As for P&G, the records show that it dismissed its employees through SAPS in a manner
oppressive to labor. The sudden and peremptory barring of the concerned petitioners from
work, and from admission to the work place, after just a one-day verbal notice, and for no
valid cause bellows oppression and utter disregard of the right to due process of the
concerned petitioners. Hence, an award of moral damages is called for.
P&G is also liable for attorney’s fees.
Finally, all petitioners having been illegally dismissed, they are entitled to reinstatement
with backwages.
DISPOSITION: Petition granted. Case remanded to Labor Arbiter for computation of backwages
and other benefits.
ISSUE + RATIO:
Whether or not the Court erred in ruling that SAPS is a labor-only contractor. NO.
P&G claims that the Court should have applied the four-fold test, specifically the “control
test,” in determining whether SAPS is a legitimate job contractor or a labor-only contractor.
This is incorrect. The “control test” is only one of the ways to determine the existence of
labor-only contracting.
Pertinently, Department Order No. 18-02 provides:
Section 5. Prohibition against labor-only contracting. — Labor only contracting is hereby declared
prohibited. For this purpose, labor-only contracting shall refer to an arrangement where the
contractor or subcontractor merely recruits, supplies or places workers to perform a job, work or
service for a principal, and ANY of the following elements are present:
(i) The contractor or subcontractor does not have substantial capital or investment which relates to
the job, work or service to be performed and the employees recruited, supplied or placed by such
contractor or subcontractor are performing activities which are directly related to the main
business of the principal; OR
(ii) [T]he contractor does not exercise the right to control over the performance of the work of the
contractual employee. (Emphasis supplied)
In the case at bar, the Court already concluded that (1) SAPS merely recruited workers for
P&G, (2) it did not have substantial capital or investment, and (3) the workers performed
activities directly related to the business of the principal.
Hence, SAPS may be considered a labor-only contractor under D.O. 18-02, Sec. 5 (i).

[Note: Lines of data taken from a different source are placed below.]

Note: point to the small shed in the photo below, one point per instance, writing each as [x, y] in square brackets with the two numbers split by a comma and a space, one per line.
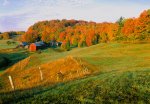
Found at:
[24, 44]
[36, 46]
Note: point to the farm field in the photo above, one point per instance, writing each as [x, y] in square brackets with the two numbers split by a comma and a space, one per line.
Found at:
[117, 73]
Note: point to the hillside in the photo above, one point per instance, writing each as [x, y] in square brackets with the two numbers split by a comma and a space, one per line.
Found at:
[119, 73]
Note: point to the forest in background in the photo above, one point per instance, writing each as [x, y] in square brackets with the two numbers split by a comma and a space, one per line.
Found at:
[79, 33]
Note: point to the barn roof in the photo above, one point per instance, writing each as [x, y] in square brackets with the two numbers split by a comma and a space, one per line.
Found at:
[41, 43]
[24, 43]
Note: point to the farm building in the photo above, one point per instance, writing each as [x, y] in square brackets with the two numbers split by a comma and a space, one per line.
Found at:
[24, 44]
[53, 43]
[36, 46]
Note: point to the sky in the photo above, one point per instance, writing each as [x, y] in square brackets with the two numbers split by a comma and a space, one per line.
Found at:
[18, 15]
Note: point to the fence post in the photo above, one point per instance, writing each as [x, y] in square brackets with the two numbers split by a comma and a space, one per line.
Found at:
[11, 82]
[41, 74]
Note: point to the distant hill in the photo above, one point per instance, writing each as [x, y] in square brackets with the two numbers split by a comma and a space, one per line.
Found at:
[82, 33]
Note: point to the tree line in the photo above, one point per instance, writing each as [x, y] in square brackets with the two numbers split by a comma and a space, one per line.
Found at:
[79, 33]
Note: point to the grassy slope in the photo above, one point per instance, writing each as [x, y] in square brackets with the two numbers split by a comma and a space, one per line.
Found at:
[124, 74]
[4, 45]
[8, 51]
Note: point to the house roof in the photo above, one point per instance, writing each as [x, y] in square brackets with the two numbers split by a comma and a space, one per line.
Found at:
[24, 43]
[41, 43]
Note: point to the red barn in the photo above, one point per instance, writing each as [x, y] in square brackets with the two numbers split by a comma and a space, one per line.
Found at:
[32, 47]
[36, 46]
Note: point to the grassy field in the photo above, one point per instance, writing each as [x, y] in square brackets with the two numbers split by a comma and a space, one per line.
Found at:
[4, 45]
[12, 54]
[123, 76]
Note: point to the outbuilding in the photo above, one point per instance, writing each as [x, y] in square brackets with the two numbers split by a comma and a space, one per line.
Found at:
[36, 46]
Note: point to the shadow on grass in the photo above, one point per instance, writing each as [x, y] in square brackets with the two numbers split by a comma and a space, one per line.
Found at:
[9, 59]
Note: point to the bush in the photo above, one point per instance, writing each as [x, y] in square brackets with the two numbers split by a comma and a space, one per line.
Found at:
[4, 61]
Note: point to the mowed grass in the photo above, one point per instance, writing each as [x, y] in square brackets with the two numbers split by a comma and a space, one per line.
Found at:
[123, 77]
[4, 45]
[106, 57]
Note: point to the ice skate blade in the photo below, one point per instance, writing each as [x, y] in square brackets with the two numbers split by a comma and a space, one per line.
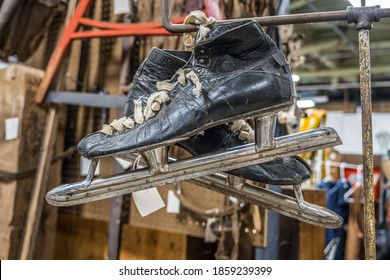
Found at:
[280, 203]
[98, 189]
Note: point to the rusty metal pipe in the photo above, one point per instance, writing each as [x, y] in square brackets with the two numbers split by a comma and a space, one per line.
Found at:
[269, 20]
[368, 166]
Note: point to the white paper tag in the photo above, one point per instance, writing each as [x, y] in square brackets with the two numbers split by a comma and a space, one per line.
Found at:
[84, 166]
[173, 203]
[148, 201]
[124, 163]
[209, 236]
[11, 128]
[121, 7]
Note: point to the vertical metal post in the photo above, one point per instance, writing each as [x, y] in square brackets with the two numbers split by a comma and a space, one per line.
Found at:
[368, 166]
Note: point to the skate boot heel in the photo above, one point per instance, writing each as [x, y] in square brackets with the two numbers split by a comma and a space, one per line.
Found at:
[157, 160]
[264, 132]
[299, 196]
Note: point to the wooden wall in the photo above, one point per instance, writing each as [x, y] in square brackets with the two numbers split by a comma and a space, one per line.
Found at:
[86, 239]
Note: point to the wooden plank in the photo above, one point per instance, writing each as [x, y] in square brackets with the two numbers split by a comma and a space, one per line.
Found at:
[40, 184]
[85, 239]
[299, 240]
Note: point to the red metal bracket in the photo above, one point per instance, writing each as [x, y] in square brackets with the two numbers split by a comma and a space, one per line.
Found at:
[107, 29]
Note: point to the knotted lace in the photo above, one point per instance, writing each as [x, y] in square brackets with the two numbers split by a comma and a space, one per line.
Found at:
[246, 131]
[162, 95]
[198, 18]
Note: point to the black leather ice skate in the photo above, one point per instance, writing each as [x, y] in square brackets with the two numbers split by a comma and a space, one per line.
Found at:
[162, 65]
[235, 71]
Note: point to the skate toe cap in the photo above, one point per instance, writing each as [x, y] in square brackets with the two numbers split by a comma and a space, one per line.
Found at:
[89, 146]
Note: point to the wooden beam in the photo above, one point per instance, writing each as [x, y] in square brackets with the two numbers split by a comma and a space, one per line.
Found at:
[39, 188]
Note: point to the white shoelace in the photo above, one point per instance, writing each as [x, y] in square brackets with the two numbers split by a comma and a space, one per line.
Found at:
[153, 104]
[246, 131]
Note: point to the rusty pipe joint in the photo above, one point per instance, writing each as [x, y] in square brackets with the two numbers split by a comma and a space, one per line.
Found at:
[363, 17]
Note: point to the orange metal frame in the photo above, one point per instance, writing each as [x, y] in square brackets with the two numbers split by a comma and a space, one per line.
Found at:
[107, 29]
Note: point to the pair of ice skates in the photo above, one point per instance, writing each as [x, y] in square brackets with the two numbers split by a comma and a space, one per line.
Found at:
[197, 100]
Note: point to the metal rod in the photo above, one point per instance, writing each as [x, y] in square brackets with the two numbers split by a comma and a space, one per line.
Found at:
[265, 21]
[368, 165]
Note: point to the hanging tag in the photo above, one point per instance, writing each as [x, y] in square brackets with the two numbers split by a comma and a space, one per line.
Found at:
[173, 203]
[124, 163]
[122, 7]
[209, 236]
[84, 166]
[11, 128]
[148, 201]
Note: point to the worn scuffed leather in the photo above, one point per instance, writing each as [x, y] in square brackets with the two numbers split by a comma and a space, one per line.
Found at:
[162, 65]
[242, 74]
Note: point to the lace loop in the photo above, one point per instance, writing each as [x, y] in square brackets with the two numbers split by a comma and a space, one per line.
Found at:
[156, 99]
[246, 131]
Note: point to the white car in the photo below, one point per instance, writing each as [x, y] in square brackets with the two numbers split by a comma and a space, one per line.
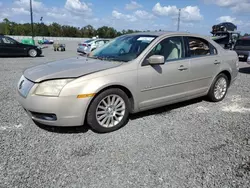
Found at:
[89, 45]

In Coca-Cola Bottlers Phils., Inc. v. Agito, the Court ruled:
“The law clearly establishes an employer-employee relationship between the principal employer and
the contractor’s employee upon a finding that the contractor is engaged in ‘labor-only’ contracting.
Article 106 of the Labor Code categorically states: ‘There is labor-only contracting where the person
supplying workers to an employer does not have substantial capital or investment in the form of
tools, equipment, machineries, work premises, among others, and the workers recruited and placed
by such persons are performing activities which are directly related to the principal business of such
employer.’ Thus, performing activities directly related to the principal business of the
employer is only one of the two indicators that labor-only contracting exists; the other is lack
of substantial capital or investment. The Court finds that both indicators exist in the case at bar.”